A total of 229,358 ligands were sourced from the Universal Natural Products Database (UNPD, pkuxxj.pku.edu.cn/UNPD/) (Gu et al, 2013). The 3D-conformers were created using the ChemAxon molconvert software (ChemAxon molconvert; For 3D conformer generation; Molecule File Converter, version 6.0.5, 2013 ChemAxon Ltd. ChemAxon), utilizing the MMFF94 force field optimization with the lowest energy conformer option and explicit hydrogens. The SDF file was then transformed with OpenBabel (O’Boyle et al, 2011) (v2.3.2) into a ligand pdbqt file and subsequently split into multiple single files with VINA_split.exe. Idock configurations files were created for each receptor with a box size of 15 Å on each axis, including the following docking parameters, (x:16.560 y:40.852 z:-4.072) for Nab. magadii WP_004267173, (x:14.244 y: 40.502 z:-1.779) for Hrr. distributum ELZ45759 and (x:14.527 y:41.251 z:-2.290) for Nbt. gregoryi WP_005575895. All 229,358 ligands were screened for each protein. Because the scoring functions of VINA and idock are non-deterministic we repeated the scoring for the best candidates in order to screen for outliers. For the creation of a small decoy library (Mysinger et al, 2012), known ligands from the canonical opsins were submitted to http://dude.docking.org/generate. The decoy library with 750 compounds was then used to generate energy cutoff values for the idock-based screening.
The hardware for virtual screening included a Dual Xeon High Performance Workstation with two Intel E5–2687W processors (16 cores, 32 threads), 8 Tb RAID10 disks, 2 Tb SSDs and 196 Gb RAM under Windows 7 64-bit. All modeling was performed on an 80 Gb Soft Perfect RamDisk allowing sequential read/write speeds of up to 4 Gb/second. For additional discussion of ligand screening, see SI Discussion.
Type 1 opsin sequence acquisition, alignment, and phylogenetic inference
Sequences for bacterial, archaeal, and microbial eukaryotic type 1 opsins were obtained by BLASTp search of the NCBI nr and env_nr databases (as of October 30th, 2012) with an e-value cutoff of 10−5 and maximum target sequences set to 100,000 using all Har. marismortui opsins as query sequences as described above.
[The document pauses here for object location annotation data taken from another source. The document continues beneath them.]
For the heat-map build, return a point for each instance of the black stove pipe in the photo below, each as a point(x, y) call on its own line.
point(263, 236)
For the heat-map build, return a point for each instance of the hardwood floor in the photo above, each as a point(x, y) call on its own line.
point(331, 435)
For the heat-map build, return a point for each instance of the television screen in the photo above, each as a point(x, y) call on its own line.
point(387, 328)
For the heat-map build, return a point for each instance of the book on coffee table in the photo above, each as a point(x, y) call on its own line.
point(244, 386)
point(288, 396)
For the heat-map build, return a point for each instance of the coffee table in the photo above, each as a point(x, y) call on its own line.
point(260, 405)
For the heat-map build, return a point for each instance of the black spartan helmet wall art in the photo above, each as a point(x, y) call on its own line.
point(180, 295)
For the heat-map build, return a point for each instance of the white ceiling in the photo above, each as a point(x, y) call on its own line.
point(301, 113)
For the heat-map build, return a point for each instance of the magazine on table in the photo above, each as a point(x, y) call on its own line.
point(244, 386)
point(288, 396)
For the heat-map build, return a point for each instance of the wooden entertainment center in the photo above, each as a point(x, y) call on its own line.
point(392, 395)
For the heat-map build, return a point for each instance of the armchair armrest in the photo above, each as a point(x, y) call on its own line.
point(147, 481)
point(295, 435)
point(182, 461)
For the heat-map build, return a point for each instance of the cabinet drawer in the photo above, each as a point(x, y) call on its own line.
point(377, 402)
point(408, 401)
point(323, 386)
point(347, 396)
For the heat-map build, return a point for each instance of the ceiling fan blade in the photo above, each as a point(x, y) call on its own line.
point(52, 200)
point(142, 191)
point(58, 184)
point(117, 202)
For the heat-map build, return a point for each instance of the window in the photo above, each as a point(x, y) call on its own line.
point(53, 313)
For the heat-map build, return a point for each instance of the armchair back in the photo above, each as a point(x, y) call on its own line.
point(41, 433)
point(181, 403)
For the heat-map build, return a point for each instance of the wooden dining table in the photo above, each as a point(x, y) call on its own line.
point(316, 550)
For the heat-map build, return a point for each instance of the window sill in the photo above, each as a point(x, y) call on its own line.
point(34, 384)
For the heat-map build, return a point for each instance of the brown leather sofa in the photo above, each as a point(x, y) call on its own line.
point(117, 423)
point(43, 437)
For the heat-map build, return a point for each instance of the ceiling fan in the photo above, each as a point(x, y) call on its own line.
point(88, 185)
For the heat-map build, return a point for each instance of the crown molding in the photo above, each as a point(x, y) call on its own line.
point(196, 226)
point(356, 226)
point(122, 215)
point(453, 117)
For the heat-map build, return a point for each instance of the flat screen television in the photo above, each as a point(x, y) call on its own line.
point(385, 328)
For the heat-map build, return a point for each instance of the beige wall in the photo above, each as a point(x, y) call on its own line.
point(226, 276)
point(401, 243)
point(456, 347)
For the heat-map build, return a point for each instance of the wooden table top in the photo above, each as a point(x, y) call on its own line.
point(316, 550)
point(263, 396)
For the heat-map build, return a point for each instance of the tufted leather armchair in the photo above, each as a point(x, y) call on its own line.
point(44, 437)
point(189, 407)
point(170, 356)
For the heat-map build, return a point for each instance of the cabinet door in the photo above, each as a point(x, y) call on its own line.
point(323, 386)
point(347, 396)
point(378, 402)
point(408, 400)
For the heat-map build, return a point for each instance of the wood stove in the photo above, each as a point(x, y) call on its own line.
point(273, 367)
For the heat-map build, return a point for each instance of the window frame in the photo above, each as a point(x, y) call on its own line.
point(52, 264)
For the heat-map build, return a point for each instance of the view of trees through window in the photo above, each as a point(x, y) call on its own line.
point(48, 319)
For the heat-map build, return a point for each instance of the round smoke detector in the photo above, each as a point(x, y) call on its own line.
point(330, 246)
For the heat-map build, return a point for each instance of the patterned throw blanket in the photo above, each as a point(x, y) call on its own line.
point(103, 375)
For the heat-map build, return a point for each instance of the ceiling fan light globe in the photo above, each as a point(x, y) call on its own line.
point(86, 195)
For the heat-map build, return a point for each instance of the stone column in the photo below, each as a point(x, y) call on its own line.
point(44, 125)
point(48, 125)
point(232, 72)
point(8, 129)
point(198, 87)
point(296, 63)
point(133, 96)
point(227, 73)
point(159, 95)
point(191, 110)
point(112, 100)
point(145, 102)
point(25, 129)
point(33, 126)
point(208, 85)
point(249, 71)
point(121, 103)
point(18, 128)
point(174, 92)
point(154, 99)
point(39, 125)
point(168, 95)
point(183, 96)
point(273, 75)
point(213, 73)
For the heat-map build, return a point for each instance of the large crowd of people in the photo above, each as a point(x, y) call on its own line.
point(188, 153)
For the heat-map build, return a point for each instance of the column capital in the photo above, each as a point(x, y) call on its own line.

A total of 1,430 sequences were recovered. After removing mutants, synthetic constructs, highly fragmentary sequences and sequences lacking a predicted Bac_rhodopsin domain (Pfam clan CL0192), 907 opsin homologs remained. Sequences acquired from each database were independently aligned using MUSCLE 3.8.31 (Edgar, 2004a, 2004b), manually trimmed to remove poorly aligned regions and to account for the fragmentary nature of metagenomic sequencing, and alignments combined using the profile-profile alignment option. After adding the 170 haloarchaeal sequences from our dataset, a total of 147 positions for 1,077 opsin sequences were used in tree inference. For these sequences, an initial guide tree was constructed using FastTree (Price et al, 2010, 2009), then 1000 re-sampled alignments were generated using the Phylip package SEQBOOT (Felsenstein, 2005) and used to determine bootstrap support values for clades in the initial tree with CompareToBootstrap.pl (Price). The resulting tree was visualized with FigTree (Rambaut, 2012). The tree file is available at [Data Dryad link]. For fully expanded tree, see Fig. S3 (red leaf labels represent sequences lacking the Schiff base lysine).
Phylogenetic distribution of haloarchaeal-type RFOs
All protein and peptide databases in CAMERA and the NCBI nr and env_nr databases (as of December 18th, 2012) were interrogated for non-canonical opsin homologs using BLASTp searches with all 48 haloarchaeal RFOs as queries. BLASTp parameters and database details are listed in Table S2. Redundant sequences were removed using Jalview (Clamp et al, 2004) and unique sequences searched against the Pfam database (Finn et al, 2010) for presence of a Bac_rhodopsin domain (CL0192). Sequences with a Bac_rhodopsin domain were aligned using MUSCLE 3.8 (Edgar, 2004a, 2004b) and presence or absence of K216 was recorded. To assess the evolutionary origin of the only non-haloarchaeal RFO recovered from this search (Trametes versicolor EIW60452), a phylogeny was inferred for all 170 haloarchaeal opsins and the T. versicolor RFO. Sequences were aligned using Muscle 3.8.31 (Edgar, 2004b, 2004a) and alignment manually trimmed in Jalview (Clamp et al, 2004). After trimming, 220 positions were used in phylogenetic inference using FastTree (Price et al, 2010, 2009) and the resulting tree was visualized in FigTree (Rambaut, 2012). For tree see Fig. S4.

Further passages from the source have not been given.